Antika tamircisi Peker: Sene 1975’miş gibi…

1975 yılından bu yana elektronik cihazlarla haşır neşir olan ve antika ürünlerin tekrar popüler olmasıyla birlikte artık sadece eski ürünlerle ilgilenen Mehmet Peker, bugününü “Mesleğe başladığım noktaya geri döndüm.” sözleriyle özetliyor.

YAŞAM 27.04.2019, 16:35 05.05.2019, 08:29
Antika tamircisi Peker: Sene 1975’miş gibi…

Ankara’nın Cebeci semtinde, Hacettepe’de uzmanlığı antika radyolar olan Mehmet Peker’le antika radyolar, pikaplar ve eski televizyonlar üzerine konuştuk. Bu dükkânda daha önceleri televizyon servisliği, radyo servisliği vb. işleri uzunca yıllar yaptığını söyleyen Peker, son dönem televizyon dizi ve filmleriyle nostaljinin yeniden popüler olduğunu ve eskiye dönüşün yaşandığını söyledi. Antika ürünlerin insanların dikkatini daha fazla çekmeye başladığını belirten Peker, “Ben de diğer işleri bırakarak sadece antika radyo ve televizyonlarla ilgilenmeye başladım. Aslında başladığımız noktaya geri dönmüş olduk. Ben bu mesleğe 1975 yılında başlamıştım.” dedi.

İnsanların evlerinin çatı katında duran, aile büyüklerinin evinde atıl durumda bulunan radyoları, pikapları getirerek tamir ettirdiklerini söyleyen Peker, işe başlama hikayesini şöyle anlattı:

“Bu işleri yapabilmek için merak çok önemli. Ben ilkokul, lise öğrencisiyken fizik ve kimya derslerine ilgim çok yüksekti. Derste yaptığımız deneyleri büyük keyifle yapıyordum. 1975 yılında bu işe başladığımda insanların ütü, elektrikli soba gibi arızalanan eşyalarını tamir ediyordum. Sonra radyo ve televizyonlarla ilgilenmeye başladım derken bugünkü konuma ulaştım.”

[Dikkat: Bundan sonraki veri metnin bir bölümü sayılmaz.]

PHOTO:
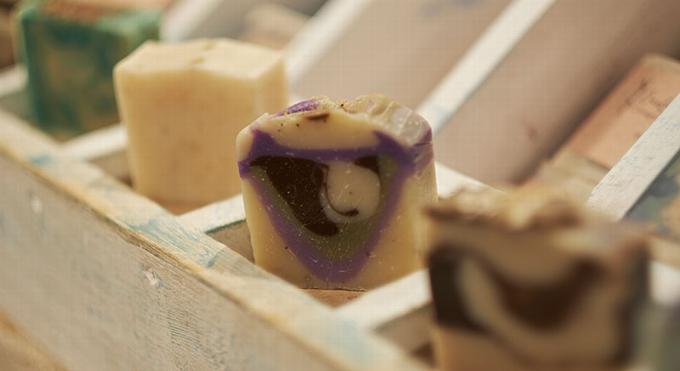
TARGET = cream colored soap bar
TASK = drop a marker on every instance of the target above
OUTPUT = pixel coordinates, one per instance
(333, 191)
(183, 105)
(530, 281)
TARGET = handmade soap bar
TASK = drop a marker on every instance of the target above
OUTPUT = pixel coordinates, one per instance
(333, 191)
(530, 281)
(69, 50)
(183, 105)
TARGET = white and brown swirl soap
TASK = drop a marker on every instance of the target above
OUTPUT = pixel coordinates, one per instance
(531, 281)
(333, 191)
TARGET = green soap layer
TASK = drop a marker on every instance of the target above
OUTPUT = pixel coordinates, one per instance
(70, 62)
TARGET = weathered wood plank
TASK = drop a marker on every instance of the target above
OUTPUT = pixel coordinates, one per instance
(108, 280)
(389, 46)
(550, 81)
(480, 60)
(631, 176)
(17, 353)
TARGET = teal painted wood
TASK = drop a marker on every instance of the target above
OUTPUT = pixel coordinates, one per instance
(70, 51)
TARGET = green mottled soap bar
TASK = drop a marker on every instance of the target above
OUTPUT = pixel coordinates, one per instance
(69, 50)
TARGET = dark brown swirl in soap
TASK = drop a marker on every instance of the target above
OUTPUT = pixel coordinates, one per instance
(544, 307)
(299, 182)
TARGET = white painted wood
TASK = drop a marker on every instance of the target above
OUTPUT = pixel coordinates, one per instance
(480, 60)
(320, 33)
(550, 81)
(449, 181)
(399, 311)
(665, 283)
(220, 214)
(392, 47)
(97, 143)
(631, 176)
(105, 279)
(216, 215)
(191, 19)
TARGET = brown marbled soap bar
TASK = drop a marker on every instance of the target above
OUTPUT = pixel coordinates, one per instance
(531, 281)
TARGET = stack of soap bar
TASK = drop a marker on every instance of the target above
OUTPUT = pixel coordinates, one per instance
(183, 105)
(530, 281)
(333, 191)
(69, 49)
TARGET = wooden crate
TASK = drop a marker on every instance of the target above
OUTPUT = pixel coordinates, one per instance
(100, 277)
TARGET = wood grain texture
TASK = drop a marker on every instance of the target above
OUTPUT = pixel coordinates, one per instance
(389, 46)
(550, 81)
(627, 111)
(637, 169)
(18, 353)
(129, 287)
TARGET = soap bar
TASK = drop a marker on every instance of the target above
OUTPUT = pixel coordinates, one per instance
(69, 50)
(333, 191)
(531, 281)
(628, 111)
(183, 105)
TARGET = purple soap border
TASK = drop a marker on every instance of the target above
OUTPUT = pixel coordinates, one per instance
(411, 160)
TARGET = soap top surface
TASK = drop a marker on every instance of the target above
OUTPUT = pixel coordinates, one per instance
(228, 58)
(534, 218)
(321, 123)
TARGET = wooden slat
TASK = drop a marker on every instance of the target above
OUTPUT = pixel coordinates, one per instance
(191, 19)
(319, 35)
(108, 280)
(550, 81)
(392, 47)
(18, 353)
(220, 214)
(632, 175)
(480, 60)
(400, 311)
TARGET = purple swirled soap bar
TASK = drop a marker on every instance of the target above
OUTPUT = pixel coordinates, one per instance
(333, 191)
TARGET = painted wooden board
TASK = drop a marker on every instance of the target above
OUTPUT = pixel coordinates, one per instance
(129, 287)
(550, 81)
(17, 353)
(631, 107)
(632, 176)
(388, 46)
(192, 19)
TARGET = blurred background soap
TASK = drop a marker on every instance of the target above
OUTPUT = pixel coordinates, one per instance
(69, 49)
(531, 281)
(183, 105)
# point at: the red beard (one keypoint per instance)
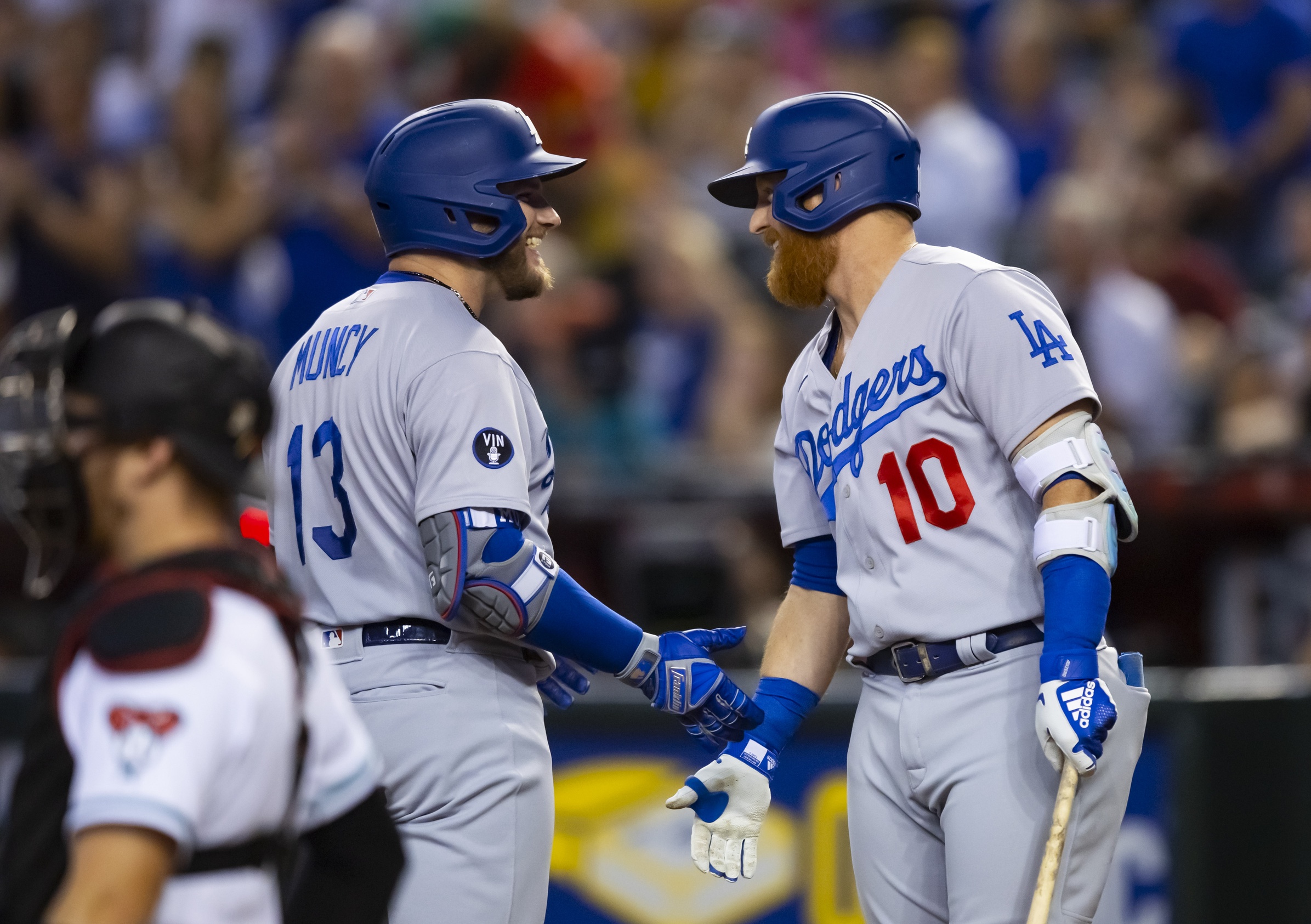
(802, 265)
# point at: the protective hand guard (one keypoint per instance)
(678, 677)
(484, 575)
(729, 798)
(1074, 718)
(1090, 529)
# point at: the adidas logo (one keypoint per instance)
(1079, 703)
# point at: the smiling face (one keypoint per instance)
(802, 263)
(520, 269)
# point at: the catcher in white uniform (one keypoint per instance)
(955, 512)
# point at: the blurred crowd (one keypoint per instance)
(1148, 159)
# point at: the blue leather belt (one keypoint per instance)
(923, 661)
(403, 631)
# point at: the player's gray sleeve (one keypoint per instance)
(802, 515)
(1091, 529)
(485, 577)
(1013, 357)
(467, 428)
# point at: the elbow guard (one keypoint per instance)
(485, 577)
(1090, 529)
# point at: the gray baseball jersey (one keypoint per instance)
(904, 456)
(396, 405)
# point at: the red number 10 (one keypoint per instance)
(889, 475)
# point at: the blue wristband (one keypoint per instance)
(815, 565)
(786, 704)
(577, 626)
(1078, 596)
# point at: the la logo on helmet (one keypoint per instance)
(532, 129)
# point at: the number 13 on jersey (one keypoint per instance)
(333, 546)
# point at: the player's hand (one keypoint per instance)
(693, 687)
(1073, 720)
(565, 682)
(729, 798)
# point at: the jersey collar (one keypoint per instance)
(410, 276)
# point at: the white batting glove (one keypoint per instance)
(729, 798)
(1073, 720)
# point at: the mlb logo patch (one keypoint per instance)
(756, 751)
(137, 734)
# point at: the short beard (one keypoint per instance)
(512, 271)
(802, 265)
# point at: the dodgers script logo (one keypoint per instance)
(841, 442)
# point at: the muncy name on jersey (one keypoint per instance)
(324, 353)
(827, 451)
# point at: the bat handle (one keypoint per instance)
(1047, 884)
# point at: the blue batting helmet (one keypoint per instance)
(815, 138)
(441, 166)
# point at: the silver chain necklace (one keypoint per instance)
(436, 281)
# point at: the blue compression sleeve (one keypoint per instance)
(1078, 596)
(815, 565)
(786, 704)
(577, 626)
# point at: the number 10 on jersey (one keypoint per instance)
(333, 546)
(890, 476)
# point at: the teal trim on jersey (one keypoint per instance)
(134, 812)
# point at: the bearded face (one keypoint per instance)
(802, 265)
(520, 269)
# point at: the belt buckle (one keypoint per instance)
(923, 661)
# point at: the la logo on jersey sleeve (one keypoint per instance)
(492, 449)
(138, 733)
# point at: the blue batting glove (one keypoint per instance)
(565, 682)
(696, 690)
(1073, 720)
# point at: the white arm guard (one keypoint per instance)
(501, 598)
(1092, 528)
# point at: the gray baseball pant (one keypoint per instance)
(950, 796)
(467, 771)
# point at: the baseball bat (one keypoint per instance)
(1047, 885)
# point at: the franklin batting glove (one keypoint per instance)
(729, 798)
(691, 686)
(1073, 720)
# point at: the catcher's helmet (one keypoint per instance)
(441, 166)
(155, 370)
(815, 138)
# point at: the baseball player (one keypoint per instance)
(185, 729)
(955, 510)
(411, 476)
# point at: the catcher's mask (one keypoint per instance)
(154, 370)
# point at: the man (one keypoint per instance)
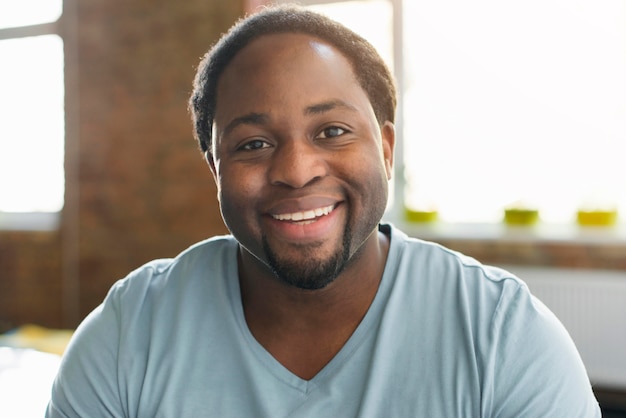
(312, 308)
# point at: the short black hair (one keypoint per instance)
(370, 70)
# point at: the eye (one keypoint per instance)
(255, 144)
(331, 132)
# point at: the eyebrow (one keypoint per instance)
(255, 118)
(326, 106)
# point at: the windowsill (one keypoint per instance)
(29, 221)
(542, 245)
(540, 233)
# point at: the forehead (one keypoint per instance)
(280, 59)
(276, 71)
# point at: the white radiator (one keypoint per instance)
(591, 304)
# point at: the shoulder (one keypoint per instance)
(429, 261)
(204, 259)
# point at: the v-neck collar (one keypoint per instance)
(355, 341)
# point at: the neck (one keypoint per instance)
(304, 329)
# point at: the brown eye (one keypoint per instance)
(255, 144)
(331, 132)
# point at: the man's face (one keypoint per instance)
(300, 162)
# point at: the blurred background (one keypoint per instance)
(519, 108)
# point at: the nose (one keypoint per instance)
(297, 163)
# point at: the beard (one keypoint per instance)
(310, 273)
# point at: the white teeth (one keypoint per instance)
(305, 215)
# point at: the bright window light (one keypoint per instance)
(14, 13)
(515, 102)
(510, 103)
(32, 124)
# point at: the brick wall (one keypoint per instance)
(137, 186)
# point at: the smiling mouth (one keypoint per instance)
(306, 216)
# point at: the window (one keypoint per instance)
(504, 103)
(31, 107)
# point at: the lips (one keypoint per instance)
(306, 215)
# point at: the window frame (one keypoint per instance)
(37, 221)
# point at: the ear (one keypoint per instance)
(208, 156)
(388, 135)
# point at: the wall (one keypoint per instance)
(137, 186)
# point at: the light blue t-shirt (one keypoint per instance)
(444, 337)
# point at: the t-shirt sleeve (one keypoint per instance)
(86, 384)
(537, 371)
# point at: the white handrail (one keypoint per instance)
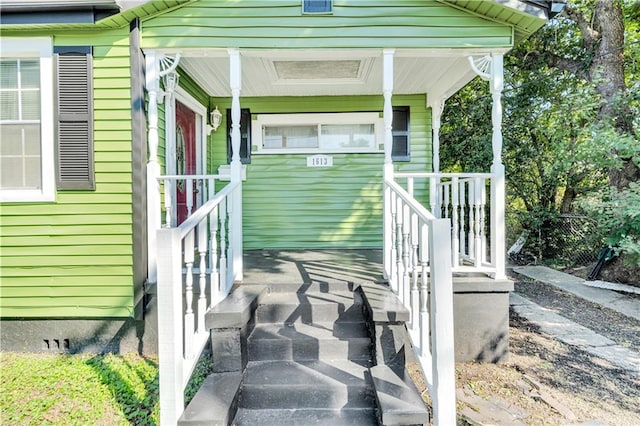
(183, 301)
(423, 281)
(464, 198)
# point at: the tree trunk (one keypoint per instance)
(607, 71)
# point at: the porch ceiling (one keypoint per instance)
(439, 74)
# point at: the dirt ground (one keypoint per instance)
(546, 382)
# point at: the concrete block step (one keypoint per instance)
(352, 373)
(306, 384)
(399, 401)
(308, 308)
(215, 402)
(315, 287)
(309, 395)
(307, 342)
(297, 417)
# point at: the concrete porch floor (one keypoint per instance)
(312, 266)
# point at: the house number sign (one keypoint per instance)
(320, 161)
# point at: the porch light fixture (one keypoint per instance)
(170, 81)
(215, 118)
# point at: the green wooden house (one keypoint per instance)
(130, 128)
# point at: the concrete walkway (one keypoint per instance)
(626, 305)
(570, 332)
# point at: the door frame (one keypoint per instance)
(200, 111)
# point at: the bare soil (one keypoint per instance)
(546, 382)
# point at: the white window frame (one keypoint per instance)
(262, 120)
(31, 48)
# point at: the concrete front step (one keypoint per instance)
(312, 384)
(306, 342)
(297, 417)
(308, 308)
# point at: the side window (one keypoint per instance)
(74, 120)
(245, 136)
(401, 141)
(26, 120)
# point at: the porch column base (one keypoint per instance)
(481, 318)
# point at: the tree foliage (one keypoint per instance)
(571, 121)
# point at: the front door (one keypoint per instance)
(185, 160)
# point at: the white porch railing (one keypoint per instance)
(199, 247)
(197, 189)
(462, 198)
(420, 274)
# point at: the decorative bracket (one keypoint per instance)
(481, 66)
(167, 73)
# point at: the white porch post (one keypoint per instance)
(437, 107)
(387, 115)
(436, 119)
(153, 167)
(498, 192)
(235, 77)
(491, 68)
(155, 62)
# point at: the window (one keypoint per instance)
(32, 124)
(313, 133)
(400, 150)
(245, 136)
(26, 122)
(317, 6)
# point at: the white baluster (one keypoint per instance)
(424, 298)
(415, 297)
(223, 246)
(202, 250)
(394, 253)
(406, 253)
(213, 257)
(213, 245)
(166, 184)
(189, 195)
(188, 316)
(399, 248)
(446, 189)
(230, 235)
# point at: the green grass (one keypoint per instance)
(82, 389)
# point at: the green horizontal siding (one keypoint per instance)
(353, 24)
(289, 205)
(73, 257)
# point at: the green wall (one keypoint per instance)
(354, 23)
(289, 205)
(73, 257)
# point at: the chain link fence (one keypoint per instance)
(569, 240)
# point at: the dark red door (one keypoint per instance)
(185, 158)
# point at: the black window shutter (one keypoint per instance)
(74, 123)
(400, 150)
(316, 6)
(245, 136)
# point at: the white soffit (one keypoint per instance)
(319, 71)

“Tamir ettiğim televizyonlar benden daha yaşlı”

Bugün tamirini yaptığı radyoların, lambalı radyolar denen, şimdikilere göre teknolojisi çok daha farklı olan ilkel radyolar olduğunu ifade eden Peker, “Bunun yanında pikaplar ve eski olması kaydıyla televizyon tamirini de yapıyorum. Ben 1957 doğumluyum, 1940-1950 model televizyonları tamir ediyorum, bu televizyonlar benden daha yaşlı.” dedi.

Antika ürünlerin parçalarını bulmanın zahmetli olduğunun altını çizen Peker, “Yeri geliyor stoklardan buluyoruz, bazen eski ürünlerden söküyoruz, bazen yurtdışından sipariş veriyorum ama bir şekilde tamamlıyoruz” ifadelerini kullandı.

“Bu dükkâna giren her eski ürün bir şekilde tamir ediliyor” diyen Peker, “Yapamayarak geri gönderdiğimiz ürün pek olmuyor. Parça komple olmasa bile dükkânda torna ve freze makinelerim var. Bununla yeniden imal ediyorum” sözleriyle ustalığını anlattı.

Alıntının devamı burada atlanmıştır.